Tale of the fallen empire
On September 14, 1857, British Troops launched an attack on the besieged city of Delhi, bringing a bloody end to the Sepoy Mutiny by massacring not only the rebels, but also the ordinary citizens of the Mughal capital. 159 years later to the day, on a pleasant autumn evening in the national Capital, memories of the faded grandeur of imperial Delhi hung heavy in the air as William Dalrymple sat down for a discussion on his most famous work, ‘The Last Mughal’.

The event which celebrated the Hindustani edition of Dalrymple’s magnum opus was also attended by its translator Zakia Zaheer and singer Vidya Shah. The session at the Oxford Bookstore was marked by readings and music, and brought alive historical references for the audience, as the panel took them through the vivid descriptions of life from the Mughal era.

Dalrymple described how Bahadur Shah Zafar, the last of the Mughals, was someone who was “quite magnificently unsuited to lead a revolution” of the scale of the 1857 mutiny. “The face off was between two different worlds,” Dalrymple said. A doomed romantic figure like Zafar on one side of the ring against the East India Company - a force that was four times the size of the British Army in the year of the mutiny.The East India Company was, as Dalrymple put it, like an evil multinational corporation, with the difference that it had an army.

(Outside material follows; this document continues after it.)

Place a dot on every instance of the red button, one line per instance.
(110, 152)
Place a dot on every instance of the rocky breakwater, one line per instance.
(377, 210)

“For the last 100 years, we have been taught to think about colonialism as the British coming here. But it is much worse than that – it is a multinational corporation, like Union Carbide with armies, Google with weapons, Rio Tinto with infantry regiments,” he said. The scale of killings on that fateful day was on a level that was infinitely greater than the massacre at Jalianwala Bagh, Dalrymple said. English troops proceeded to systematically murder every able citizen at gunpoint, leaving the city of half a million people an empty ruin. 

Zakia Zaheer who spent a year translating the book in Hindi, meanwhile read out captivating excerpts from the translated version of the book, describing the majestic sheen of the Mughal court at a time when it still held some semblance of power. The readings were interspersed with soulful vocals by singer Vidya Shah, who has also worked with Dalrymple earlier in a concert based on the book.

Zaheer also stated that Dalrymple had offered an impartial account of all the facts in his book. When asked to elaborate on his idea of history being written from the point of view of the vanquished and not the victor in his book, the author said, “The whole exercise is in essence to try and bring back the Indian version. Normally the excuse is this, that there are no documents. So one has to always use the British texts. Right from the beginning, I knew that there were papers in the national archives. 20,000 documents taken from the rebel camps which were used for evidence in the trails that followed. I came across this stash of papers while researching for my previous book. So that was the heart of the whole project, putting the defeated side story forward.”

Dalrymple also spoke about the writer’s block, “I think if you’re well planned and have got everything organized, there’s no excuse for having the writer’s block while writing non-fiction. The story is already in front of you. You know what’s happening. I spent 4-5 years preparing my ingredients, if you like it, and only then did I write. If you’re well organised you shouldn’t have the writer’s block. That’s something novelists experience when they are writing fiction”, He is currently writing a book on the Kohinoor diamond.